With billionaire Donald Trump blaming the Mexicans for America’s murder and theft rates and Florida Sen. Marco Rubio comparing the recent shooting in Oregon to abortion, the 2016 GOP candidates don’t seem to be so promising when it comes to appealing to younger, more modern voters. This includes neurosurgeon Ben Carson, who has been receiving a great deal of backlash for some of his comments in the media.
In a recent interview with CNN’s Wolf Blitzer — whose parents were survivors of the Holocaust — Carson stated that Hitler’s killing of the Jews would have been “greatly diminished” if the victims had been in possession of firearms. He also said that being gay is a conscious choice because “a lot of people go into prison straight and when they come out they’re gay.”
Despite all of this, Carson is only five points behind Trump in the latest polls, and he encompasses 18 percent of GOP voters, according to Real Clear Politics. His super PAC, which includes 31,000 volunteers, raised $3 million this fall, beating its fundraising goal, according to CNN. Which brings the question, why are people taking Carson seriously as a candidate?
Ignoring the fact that he brought up the systematic killing of a group of people to a man whose grandparents died in the Auschwitz concentration camp, Carson discussed the historical event in his book “A More Perfect Union,” stating that, “Through a combination of removing guns and disseminating deceitful propaganda, the Nazis were able to carry out their evil intentions with relatively little resistance,” further continuing his argument against gun control.
These statements piggyback a myth that the gun lobby has been spreading for several decades. More than 20 years ago, Wayne LaPierre, executive vice president of the National Rifle Association wrote that the extermination of Jews began in 1938 when Hitler signed the Nazi Weapon Law that “required police permission of ownership of a handgun.”
Both LaPierre and Carson’s statements just don’t make sense. A Jewish family living in a Polish ghetto would not stand a chance against the SS officers who were constantly heavily armed, even if they had a handgun in their possession. Carson’s constant usage of the Holocaust in his political statements is not only historically inaccurate, but highly offensive to those who went through the traumatic event and those who are related to survivors.
Carson’s distaste for gun control doesn’t stop at the Holocaust, however; he blamed the victims of the Umpqua Community College for their own deaths, saying that “I would not just stand there and let him shoot me,” during an interview with FOX News, inferring that he couldn’t believe that the students didn’t retaliate with their own weapons.
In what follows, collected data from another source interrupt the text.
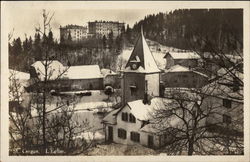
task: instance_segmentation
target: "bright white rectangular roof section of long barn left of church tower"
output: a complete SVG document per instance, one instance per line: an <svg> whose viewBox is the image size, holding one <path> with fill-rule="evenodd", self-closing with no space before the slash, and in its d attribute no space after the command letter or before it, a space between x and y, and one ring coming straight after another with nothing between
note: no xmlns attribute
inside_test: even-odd
<svg viewBox="0 0 250 162"><path fill-rule="evenodd" d="M81 65L71 66L66 77L69 79L93 79L102 78L102 74L98 65Z"/></svg>

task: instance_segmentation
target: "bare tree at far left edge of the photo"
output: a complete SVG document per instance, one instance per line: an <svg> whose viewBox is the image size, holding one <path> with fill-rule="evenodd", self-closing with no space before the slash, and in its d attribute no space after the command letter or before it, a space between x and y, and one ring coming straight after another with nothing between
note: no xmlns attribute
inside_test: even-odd
<svg viewBox="0 0 250 162"><path fill-rule="evenodd" d="M24 153L29 139L30 111L22 106L23 101L23 85L17 78L17 71L11 70L9 76L9 135L10 135L10 153L18 151ZM13 150L12 150L13 149Z"/></svg>

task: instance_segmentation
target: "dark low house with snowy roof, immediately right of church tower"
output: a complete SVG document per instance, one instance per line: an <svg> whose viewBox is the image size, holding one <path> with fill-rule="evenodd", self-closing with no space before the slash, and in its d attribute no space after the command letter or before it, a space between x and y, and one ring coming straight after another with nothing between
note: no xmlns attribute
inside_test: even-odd
<svg viewBox="0 0 250 162"><path fill-rule="evenodd" d="M174 65L161 75L164 87L201 88L208 83L208 76L181 65Z"/></svg>

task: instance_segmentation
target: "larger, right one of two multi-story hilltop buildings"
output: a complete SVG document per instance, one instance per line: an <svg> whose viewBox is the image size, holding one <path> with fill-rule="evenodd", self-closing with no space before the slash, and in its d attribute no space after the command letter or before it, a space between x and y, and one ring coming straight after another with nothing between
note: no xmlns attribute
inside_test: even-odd
<svg viewBox="0 0 250 162"><path fill-rule="evenodd" d="M102 38L104 35L108 37L108 34L113 32L113 37L117 37L122 33L124 23L118 21L94 21L88 22L89 35Z"/></svg>

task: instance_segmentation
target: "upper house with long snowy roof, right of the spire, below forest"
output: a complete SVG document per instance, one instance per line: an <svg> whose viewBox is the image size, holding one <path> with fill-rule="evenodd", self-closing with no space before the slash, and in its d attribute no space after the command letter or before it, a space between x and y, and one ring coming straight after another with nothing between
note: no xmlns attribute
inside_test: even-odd
<svg viewBox="0 0 250 162"><path fill-rule="evenodd" d="M195 68L199 64L200 56L195 52L167 52L164 58L166 59L166 69L177 64Z"/></svg>

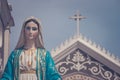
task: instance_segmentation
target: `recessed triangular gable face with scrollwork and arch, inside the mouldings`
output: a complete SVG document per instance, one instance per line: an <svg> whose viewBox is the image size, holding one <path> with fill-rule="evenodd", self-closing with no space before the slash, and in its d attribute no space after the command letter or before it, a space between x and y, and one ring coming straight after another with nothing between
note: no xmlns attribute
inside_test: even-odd
<svg viewBox="0 0 120 80"><path fill-rule="evenodd" d="M63 76L63 80L74 80L71 78L75 78L75 76L77 76L77 78L81 78L82 76L86 78L86 80L120 79L119 74L79 48L76 48L70 54L67 54L59 60L56 63L56 67ZM77 73L77 75L74 74L74 77L70 75L73 73ZM67 77L71 78L68 79ZM75 80L78 80L77 78L75 78Z"/></svg>

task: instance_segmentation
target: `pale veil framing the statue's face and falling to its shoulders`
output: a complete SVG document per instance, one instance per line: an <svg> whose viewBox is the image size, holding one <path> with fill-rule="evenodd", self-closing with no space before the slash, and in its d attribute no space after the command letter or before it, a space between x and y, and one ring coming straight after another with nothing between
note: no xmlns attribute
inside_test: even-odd
<svg viewBox="0 0 120 80"><path fill-rule="evenodd" d="M35 41L36 42L36 47L37 48L44 48L40 20L38 20L35 17L30 17L30 18L27 18L24 21L23 25L22 25L21 34L20 34L20 37L19 37L19 40L18 40L18 43L17 43L15 49L18 49L18 48L21 48L21 47L24 46L24 44L25 44L25 32L24 32L24 29L25 29L26 24L31 22L31 21L34 22L35 24L37 24L38 29L39 29L38 37L36 38L36 41Z"/></svg>

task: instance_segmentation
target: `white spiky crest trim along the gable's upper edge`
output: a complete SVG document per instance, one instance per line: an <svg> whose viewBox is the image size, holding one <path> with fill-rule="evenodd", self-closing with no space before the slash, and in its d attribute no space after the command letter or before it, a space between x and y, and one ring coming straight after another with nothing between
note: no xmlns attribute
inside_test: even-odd
<svg viewBox="0 0 120 80"><path fill-rule="evenodd" d="M70 37L68 40L61 43L60 46L57 46L55 49L52 49L51 51L52 56L55 57L56 55L58 55L59 53L61 53L62 51L64 51L66 48L70 47L77 41L88 46L88 48L94 50L99 55L105 57L106 59L120 67L120 58L116 57L114 54L111 54L108 50L101 47L100 45L97 45L95 42L92 42L90 39L87 39L82 34L74 35L73 37Z"/></svg>

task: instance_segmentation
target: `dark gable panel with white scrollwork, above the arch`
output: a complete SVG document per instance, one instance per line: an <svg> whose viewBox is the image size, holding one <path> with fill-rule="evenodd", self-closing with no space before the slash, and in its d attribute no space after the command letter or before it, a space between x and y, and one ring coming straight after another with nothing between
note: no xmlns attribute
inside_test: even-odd
<svg viewBox="0 0 120 80"><path fill-rule="evenodd" d="M69 54L65 59L56 64L59 73L64 76L72 72L84 72L95 75L96 77L103 78L105 80L119 80L120 75L114 73L110 69L107 69L103 64L92 59L79 49L73 54Z"/></svg>

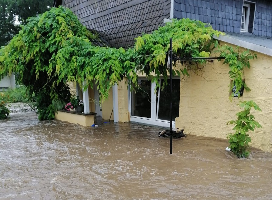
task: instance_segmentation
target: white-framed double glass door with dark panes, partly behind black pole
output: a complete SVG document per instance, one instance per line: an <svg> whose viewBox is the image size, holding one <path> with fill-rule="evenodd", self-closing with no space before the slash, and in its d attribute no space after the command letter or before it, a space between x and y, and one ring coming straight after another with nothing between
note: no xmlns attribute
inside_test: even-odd
<svg viewBox="0 0 272 200"><path fill-rule="evenodd" d="M164 89L157 88L146 78L138 78L139 88L129 90L130 120L158 126L169 126L170 122L170 80L167 80ZM161 85L160 81L160 85ZM172 120L175 127L175 118L179 116L180 78L172 81Z"/></svg>

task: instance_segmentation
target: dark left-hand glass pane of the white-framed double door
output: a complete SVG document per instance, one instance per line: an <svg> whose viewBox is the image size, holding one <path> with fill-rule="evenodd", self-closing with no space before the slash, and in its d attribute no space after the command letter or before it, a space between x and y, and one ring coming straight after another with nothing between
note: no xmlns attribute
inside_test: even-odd
<svg viewBox="0 0 272 200"><path fill-rule="evenodd" d="M151 118L151 81L139 79L138 84L131 92L131 115Z"/></svg>

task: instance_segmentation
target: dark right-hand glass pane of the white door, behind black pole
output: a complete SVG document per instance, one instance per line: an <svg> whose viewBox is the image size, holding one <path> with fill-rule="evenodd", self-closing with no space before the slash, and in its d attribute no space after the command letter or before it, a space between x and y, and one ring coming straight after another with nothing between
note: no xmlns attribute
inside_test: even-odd
<svg viewBox="0 0 272 200"><path fill-rule="evenodd" d="M172 120L175 121L180 110L180 79L173 79L172 83ZM167 86L160 91L158 112L158 119L170 120L170 80L167 80Z"/></svg>

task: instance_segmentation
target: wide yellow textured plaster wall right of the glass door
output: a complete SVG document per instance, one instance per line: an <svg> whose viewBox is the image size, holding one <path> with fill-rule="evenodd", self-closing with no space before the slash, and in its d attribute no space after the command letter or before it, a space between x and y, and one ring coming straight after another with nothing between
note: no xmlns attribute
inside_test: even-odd
<svg viewBox="0 0 272 200"><path fill-rule="evenodd" d="M262 112L252 110L252 114L263 127L250 132L250 145L272 152L272 57L260 53L257 57L250 62L250 69L244 71L251 91L244 91L239 100L228 99L229 66L222 62L215 61L198 73L200 76L192 74L188 80L182 80L176 127L184 128L188 134L226 138L227 133L233 133L233 125L227 125L227 121L236 119L235 114L240 111L237 103L254 100Z"/></svg>

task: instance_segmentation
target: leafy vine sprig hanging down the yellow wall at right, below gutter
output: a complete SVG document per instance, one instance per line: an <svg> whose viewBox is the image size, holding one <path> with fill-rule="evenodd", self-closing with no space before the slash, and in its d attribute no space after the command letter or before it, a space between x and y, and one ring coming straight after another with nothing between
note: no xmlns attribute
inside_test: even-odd
<svg viewBox="0 0 272 200"><path fill-rule="evenodd" d="M240 91L242 87L248 92L250 88L247 86L244 80L243 69L247 67L250 68L250 59L257 59L257 55L253 54L252 51L247 50L243 52L239 52L239 47L237 46L235 49L231 46L222 46L218 51L220 51L220 57L225 57L223 64L228 64L230 66L230 79L233 80L230 85L230 91L233 89L233 84L236 86L236 91ZM220 61L220 60L219 60ZM233 97L233 93L231 92L230 100ZM240 93L238 93L238 98L240 97Z"/></svg>

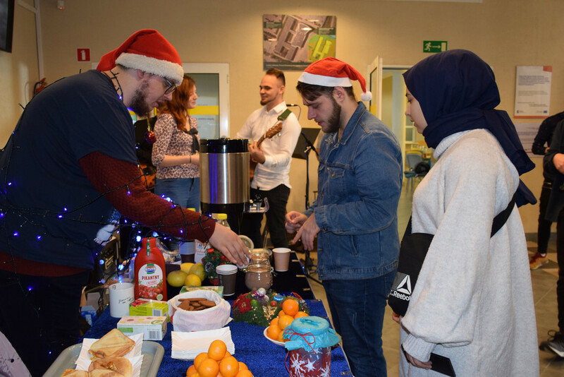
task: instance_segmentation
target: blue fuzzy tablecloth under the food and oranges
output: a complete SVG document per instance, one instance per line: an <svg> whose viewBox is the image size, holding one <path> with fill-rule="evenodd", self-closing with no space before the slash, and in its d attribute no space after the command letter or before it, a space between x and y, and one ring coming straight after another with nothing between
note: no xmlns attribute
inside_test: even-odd
<svg viewBox="0 0 564 377"><path fill-rule="evenodd" d="M329 321L323 303L320 300L306 300L306 302L307 306L309 306L310 315L326 318ZM106 309L97 321L94 322L94 325L88 330L85 337L102 337L112 328L116 328L117 323L118 318L111 317L109 309ZM231 321L228 326L231 328L231 337L235 343L235 354L233 356L238 361L243 361L247 364L255 377L288 376L286 366L284 366L286 348L267 340L263 335L263 327L235 321ZM172 329L173 325L168 323L166 335L163 340L159 341L164 347L164 358L157 375L159 377L185 376L188 366L192 365L192 361L171 358ZM331 376L352 376L341 347L336 347L331 352Z"/></svg>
To top it off, Carson wasn’t a registered Republican until 2014. With all of these things in mind, why would the U.S. want a leader as wishy-washy as Ben Carson? Sure, he’s just as rude and un-apologetic as Donald Trump, but at least Trump hasn’t personally victimized CNN’s golden boy, Wolf Blitzer, on live TV. With the 2016 election almost a year away, the GOP has plenty of time to whip up even more disastrous comments from its presidential candidates.